Author: Tommy Orange

Publisher: Knopf; First Edition (June 5, 2018)

ISBN-10: 0525520376

ISBN-13: 978-0525520375

There There was a novel assigned to the members of a local book club I belong to. The book inspired a lot of discussion at our last meeting, and the responses ran the range. 

I was among the members who really liked the book, but I easily understood the reactions of others with less positive feedback. Some were confused by the structure of the book as Orange has 12 characters telling their stories interwoven together, introducing us to one of the urbanized Native Americans living in Oakland, then the next, and so on, then back around the circle again. Other readers didn't like the book as it is rather dark and depressing in many sections. I have one friend who gave up reading the novel for that reason.

Much of the club's discussion didn't focus on the book itself, but rather the situations of identity in the modern Native Americans. Many of the characters not only wrestled with both pride and deep regret about the distant past when their cultures were devastated; some of the characters know very little about their heritage but still have strong opinions about it; and others know little about their personal bloodlines including any knowledge of who their birth parents are. All these threads are pulled together at a pow-wow in Oakland where all the book's characters congregate for a variety of reasons and mixed motives. 

 
The cast includes Jacquie Red Feather, an alcoholic with a tortured past who meets her daughter Blue, for the first time. In turn, we meet the trio of Jacquie's  grandsons like Orvil who adds a touch of magic realism to the story by continually pulling spider legs out of a wound on his own leg. 

We also meet Danny who creates plastic guns on a 3D printer, one of the characters who infuses modern technology into a realm where most everyone has mixed feelings about their Native American past. Some characters plan on robbing the pow wow and come armed with Danny's guns as plastic can slip past metal detectors.   But to describe the admittedly confusing pow wow falls into the realm of spoilers, so I won't say anything more about it.

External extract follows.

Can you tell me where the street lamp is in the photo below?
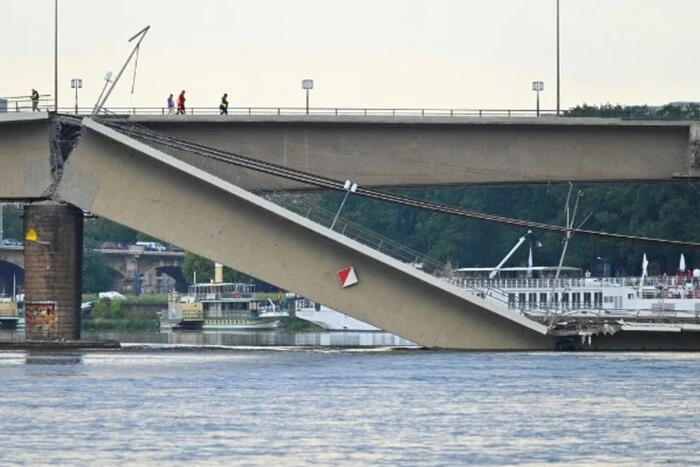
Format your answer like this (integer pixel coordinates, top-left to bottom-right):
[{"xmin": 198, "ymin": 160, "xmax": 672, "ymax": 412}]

Some readers in my book club didn't care for Orange's terse, spare writing style but I thought he was trying to allow many of his characters to speak in their own voices. yes, the book is dark and can be a downer, but that's offset, in my opinion, by the education we get into the circumstances of modern, urbanized Native Americans so far removed from their more agrarian forefathers and foremothers. Few of these stories are pretty; all of them seem all too real.